Patients also expressed similar levels of support for telehealth. Looking at both the provider and the consumer, when you're well above 80 percent to 90 percent satisfaction that shows you have a pretty good solution and process. As the technology guy, it's all about people, process and technology. We got the technology right, but what Dr. Dunnigan has done with his colleagues has gotten the process right, or how we engage the patient.

Q: What are your thoughts for telehealth in the post-pandemic world?  

AD: Virtual care is here to stay. I think the ability to do full visits over the telephone will probably go away, but we will have interactive audio and video chat visits going forward. Our patients expect that we'll have it and our providers certainly aren't going to let it go. They've become very much experts at this. I think Mr. Summers and I look for the next three to six months that we'll still be in a somewhat tactical place. We're working through that cultural journey. I think we know that the day of an ambulatory provider probably never looks the same again. You're going to have some in-person business, you're going to have a pretty big book of virtual business, and then there are other components like helping care coordinators and other population health elements that equate to kind of a new day.

Q: What do you think is in store for telehealth and HIPAA regulations after the pandemic? Do you think CMS will keep these relaxed?

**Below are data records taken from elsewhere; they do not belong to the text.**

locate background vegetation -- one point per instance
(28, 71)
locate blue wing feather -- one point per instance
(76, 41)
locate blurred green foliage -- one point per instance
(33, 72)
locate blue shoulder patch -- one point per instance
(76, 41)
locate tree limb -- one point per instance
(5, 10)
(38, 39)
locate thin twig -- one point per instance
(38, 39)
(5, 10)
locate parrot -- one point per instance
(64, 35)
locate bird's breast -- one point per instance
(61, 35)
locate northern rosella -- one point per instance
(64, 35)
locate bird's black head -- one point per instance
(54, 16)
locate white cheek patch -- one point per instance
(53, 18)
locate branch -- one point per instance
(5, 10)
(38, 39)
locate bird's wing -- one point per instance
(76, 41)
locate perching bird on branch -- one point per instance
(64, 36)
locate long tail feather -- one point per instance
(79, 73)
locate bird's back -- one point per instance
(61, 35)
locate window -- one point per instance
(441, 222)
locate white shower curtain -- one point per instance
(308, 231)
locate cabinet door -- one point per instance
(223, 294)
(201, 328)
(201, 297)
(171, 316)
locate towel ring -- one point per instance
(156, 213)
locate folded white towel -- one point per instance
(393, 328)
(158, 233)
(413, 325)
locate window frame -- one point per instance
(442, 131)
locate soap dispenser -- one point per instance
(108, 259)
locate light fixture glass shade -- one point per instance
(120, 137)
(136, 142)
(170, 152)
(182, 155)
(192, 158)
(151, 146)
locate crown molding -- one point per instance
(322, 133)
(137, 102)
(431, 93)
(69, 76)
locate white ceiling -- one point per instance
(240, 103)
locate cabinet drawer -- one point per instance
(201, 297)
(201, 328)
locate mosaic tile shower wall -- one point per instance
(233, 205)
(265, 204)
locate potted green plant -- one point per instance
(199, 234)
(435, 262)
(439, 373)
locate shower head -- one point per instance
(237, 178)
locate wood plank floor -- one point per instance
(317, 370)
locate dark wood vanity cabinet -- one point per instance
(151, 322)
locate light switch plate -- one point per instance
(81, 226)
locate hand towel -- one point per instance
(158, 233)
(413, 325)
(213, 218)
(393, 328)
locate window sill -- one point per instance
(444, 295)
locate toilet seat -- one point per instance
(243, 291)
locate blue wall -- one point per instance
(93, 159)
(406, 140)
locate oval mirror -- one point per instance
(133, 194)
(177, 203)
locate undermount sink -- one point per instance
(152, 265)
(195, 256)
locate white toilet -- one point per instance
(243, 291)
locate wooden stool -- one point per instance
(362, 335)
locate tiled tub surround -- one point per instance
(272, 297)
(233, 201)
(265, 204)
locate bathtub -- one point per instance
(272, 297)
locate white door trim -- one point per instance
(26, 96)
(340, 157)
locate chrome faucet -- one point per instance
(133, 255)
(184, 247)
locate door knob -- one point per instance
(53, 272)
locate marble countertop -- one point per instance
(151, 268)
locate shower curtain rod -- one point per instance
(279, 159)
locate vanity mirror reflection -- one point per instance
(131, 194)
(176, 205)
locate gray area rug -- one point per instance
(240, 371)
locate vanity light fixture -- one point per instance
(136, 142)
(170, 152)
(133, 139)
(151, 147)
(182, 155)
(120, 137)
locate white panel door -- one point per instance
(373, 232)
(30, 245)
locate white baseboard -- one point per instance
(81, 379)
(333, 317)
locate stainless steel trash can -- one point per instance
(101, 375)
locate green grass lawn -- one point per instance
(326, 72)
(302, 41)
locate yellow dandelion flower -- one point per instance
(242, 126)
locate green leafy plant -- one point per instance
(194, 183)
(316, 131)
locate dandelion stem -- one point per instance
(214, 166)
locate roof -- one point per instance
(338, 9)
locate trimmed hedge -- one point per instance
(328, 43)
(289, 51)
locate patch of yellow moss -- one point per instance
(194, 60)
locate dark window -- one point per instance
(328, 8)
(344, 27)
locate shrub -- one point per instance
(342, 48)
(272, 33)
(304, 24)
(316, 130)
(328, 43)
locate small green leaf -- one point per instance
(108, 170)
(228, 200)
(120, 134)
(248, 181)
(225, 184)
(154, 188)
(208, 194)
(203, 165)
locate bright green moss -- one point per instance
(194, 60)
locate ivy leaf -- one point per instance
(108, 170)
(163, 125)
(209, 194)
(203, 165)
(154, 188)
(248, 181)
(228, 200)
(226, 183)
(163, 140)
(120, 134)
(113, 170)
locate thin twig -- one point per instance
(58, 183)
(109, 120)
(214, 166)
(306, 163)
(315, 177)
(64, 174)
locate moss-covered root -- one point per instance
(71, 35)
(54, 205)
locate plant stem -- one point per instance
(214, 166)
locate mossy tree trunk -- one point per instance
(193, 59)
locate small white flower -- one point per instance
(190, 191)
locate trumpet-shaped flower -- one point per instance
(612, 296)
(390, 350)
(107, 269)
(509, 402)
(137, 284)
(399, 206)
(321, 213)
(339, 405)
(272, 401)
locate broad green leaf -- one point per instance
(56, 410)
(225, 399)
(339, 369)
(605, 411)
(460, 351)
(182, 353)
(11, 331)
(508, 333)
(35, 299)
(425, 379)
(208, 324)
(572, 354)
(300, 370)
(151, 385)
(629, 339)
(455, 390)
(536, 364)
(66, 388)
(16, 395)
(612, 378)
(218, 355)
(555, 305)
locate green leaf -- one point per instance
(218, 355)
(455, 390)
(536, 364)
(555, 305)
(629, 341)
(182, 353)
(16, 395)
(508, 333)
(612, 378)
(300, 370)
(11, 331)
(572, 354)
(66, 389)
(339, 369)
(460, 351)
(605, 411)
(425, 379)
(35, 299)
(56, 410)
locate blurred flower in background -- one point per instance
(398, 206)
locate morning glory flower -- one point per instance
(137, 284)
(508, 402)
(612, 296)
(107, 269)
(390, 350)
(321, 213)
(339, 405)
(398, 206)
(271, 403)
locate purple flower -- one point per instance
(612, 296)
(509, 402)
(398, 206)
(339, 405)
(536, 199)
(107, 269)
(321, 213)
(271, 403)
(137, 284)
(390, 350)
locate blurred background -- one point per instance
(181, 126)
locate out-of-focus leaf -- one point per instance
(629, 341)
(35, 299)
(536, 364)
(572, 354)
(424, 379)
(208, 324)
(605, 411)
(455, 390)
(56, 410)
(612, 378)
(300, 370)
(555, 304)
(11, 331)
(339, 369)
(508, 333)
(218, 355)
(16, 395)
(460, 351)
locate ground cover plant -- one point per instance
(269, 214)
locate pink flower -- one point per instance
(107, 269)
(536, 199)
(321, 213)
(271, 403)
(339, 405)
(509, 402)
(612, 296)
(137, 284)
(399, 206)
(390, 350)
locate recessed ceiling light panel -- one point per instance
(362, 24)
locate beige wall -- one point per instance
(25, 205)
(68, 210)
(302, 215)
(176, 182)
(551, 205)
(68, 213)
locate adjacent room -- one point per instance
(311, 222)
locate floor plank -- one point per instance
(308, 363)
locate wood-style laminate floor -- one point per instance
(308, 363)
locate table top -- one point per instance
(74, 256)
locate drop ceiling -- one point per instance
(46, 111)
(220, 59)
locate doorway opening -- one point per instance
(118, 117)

KS: I think physicians are going to refer to this idea that "the genie is not going back into the bottle entirely." Pre-pandemic, telehealth was already there. There was already CPT codes and regulations that allowed for telehealth. There was some loosening of the regulations as it relates to 'HIPAA compliant tools'. I don't think there will be a ton of restructuring with that. If you really want to look in the macro of how do we start to take cost out of healthcare, and how do you increase the quality of healthcare? If we talk about triple or quadruple aim, I think what we're going to end up having here for the next three months is this very specific empirical data set that says, 'Have we been able to improve healthcare?' I think that's going to be in the affirmative. 'Have we been able to see as an industry how to do it in a more cost effective manner?' I think that's also going to be in the affirmative. That will be the pressure point for CMS to look at and say 'how do we tailor this appropriately within the regulations to continue to encourage the use of telehealth in a clinically appropriate HIPAA-compliant way?' Those are the factors we don't want to compromise on, of course, but I don't see us going back and I think the government is going to see it the same way.

AD: I think that's spot on. We will certainly have a virtual visit element to chronic care coordination. We've been moving in this direction for years, toward value-based care and population health care coordination. Telehealth helps push us farther down that road, and virtual tools help enhance that. Now suddenly we're conducting virtual visits with the ability to have a blood pressure cuff in the home or a scale. Bringing digital devices into the home in ways that flow into the EMR, that becomes glaringly obvious.

We've been able to connect some dots very quickly that we had been trying to connect for literally years. When I try and look in the crystal ball for what CMS is going to do, and our state Medicaid and the carriers, this is going to lead to high quality, less expensive care because they don't require the same heavy weight inputs and visitation that we had to do without all these things in play. But I think it is win-win. I have a very glass-half-full outlook on the future.